The unique challenges of MIMS

Another interesting post on the Channel Swimmers chat group from Ned Denison (member of the MIMS selection committee), describing some of the unique challenges of MIMS compared to other famous marathon swims (e.g., English Channel):

… [snippet – see chat group for full post]

Somebody referred to MIMS as the “weak sister” of the three events. Be careful… We all know that every open water swim is different and that the same open water swim is different every year, month, day, hour and minute. A daylight EC swim in August with hot sun, warm calm water, no wind and perfect timing to land on the CAP is very different from – what most of us got or will get.

So – there are some things about MIMS that are usually a bit easier that the EC and Catalina. Here are two that resonate with me:

The MIMS team usually gets the timing right so the swimmers have current behind them going up the East and Harlem rivers.

The swimmer doesn’t need to prepare for a 15 hour swim – you will have finished or been pulled long before then.

Over the years, the MIMS team has increased/toughened the qualifying requirements for participation.
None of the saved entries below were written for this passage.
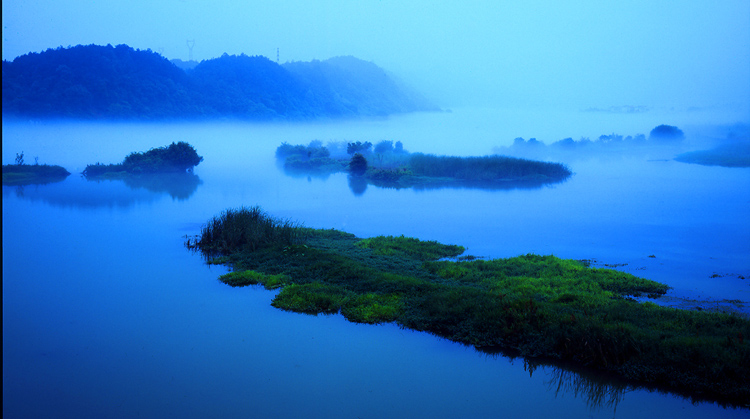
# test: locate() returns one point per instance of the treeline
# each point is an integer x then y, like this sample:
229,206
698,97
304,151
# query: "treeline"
120,82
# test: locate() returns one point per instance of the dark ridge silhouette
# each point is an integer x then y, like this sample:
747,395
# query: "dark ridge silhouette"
106,82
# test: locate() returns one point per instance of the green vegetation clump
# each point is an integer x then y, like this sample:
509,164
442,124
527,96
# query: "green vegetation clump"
28,174
410,247
389,165
175,158
666,132
539,306
246,229
358,165
249,277
485,168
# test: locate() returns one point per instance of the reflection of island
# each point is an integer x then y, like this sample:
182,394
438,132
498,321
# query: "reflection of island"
32,174
540,307
178,185
174,158
79,192
390,166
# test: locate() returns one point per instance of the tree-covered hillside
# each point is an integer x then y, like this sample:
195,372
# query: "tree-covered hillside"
120,82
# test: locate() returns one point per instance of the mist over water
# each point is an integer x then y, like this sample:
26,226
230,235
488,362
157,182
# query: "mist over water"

We look now for swims in lower water temperatures, a bit more speed and as a result the swimmer’s resume and last 12 months swims have increased in importance. Thus, when participants actually jump in the water, they are have been forced by the enrollment process to be ready/prepared for the big event. There are economic incentives to withdraw well before the event day – so if a swimmer accepts they are not ready for swim, they will self select themselves out of the event.

There are some things about MIMS that I believe are harder: The swim is early in the summer – which greatly restricts the available open water training window in Canada, Northern USA, Ireland, Britain, etc. A huge difference for guys like me facing 2 to 6 hour training swims in 8 to 11C water in May and early June in Cork Ireland.
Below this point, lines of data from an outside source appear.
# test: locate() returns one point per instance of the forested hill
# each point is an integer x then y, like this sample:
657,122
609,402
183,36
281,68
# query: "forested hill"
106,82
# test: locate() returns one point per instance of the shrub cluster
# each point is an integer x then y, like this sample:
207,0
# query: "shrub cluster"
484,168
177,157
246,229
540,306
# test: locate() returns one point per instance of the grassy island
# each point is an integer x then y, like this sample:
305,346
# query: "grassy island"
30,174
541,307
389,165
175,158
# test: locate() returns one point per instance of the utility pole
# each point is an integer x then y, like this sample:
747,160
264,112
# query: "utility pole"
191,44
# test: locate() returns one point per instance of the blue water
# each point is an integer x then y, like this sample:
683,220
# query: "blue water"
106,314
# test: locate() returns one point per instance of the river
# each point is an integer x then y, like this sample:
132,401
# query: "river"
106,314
In some years the tide has been massive in MIMS and several EC soloers could not beat the tide in the first 45 minutes hour to get around the Battery at the lower point of Manhattan. It is rare in the EC that a swimmer will FAIL in the first two hours due to adverse tide. How many of you practice sprinting at the start of your training swims? Very few I’ll bet!

Another challenging spot is the transition at Hell Gate from the East River to the Harlem River. For instance, in 2009, the gate is where many swimmers and relays, some of them EC and Catalina channel veterans, were forced to retire. You put your head down in the channel and swim – you can’t judge your progress anyways and an adverse tide can be beat with the “investment” of a few hard hours. In MIMS the Hell Gate water can just grab you and toss you back – you don’t have the luxury of a couple of hours. You can SEE yourself going backwards – mentally it is a tough one. Can you now sprint again? And do you have the raw speed and power to beat it?

Unusual cool water temperatures and storms have taken their toll. For instance in 2003, many members of the field retired due to the water temperature – one who was a past champion of MIMS.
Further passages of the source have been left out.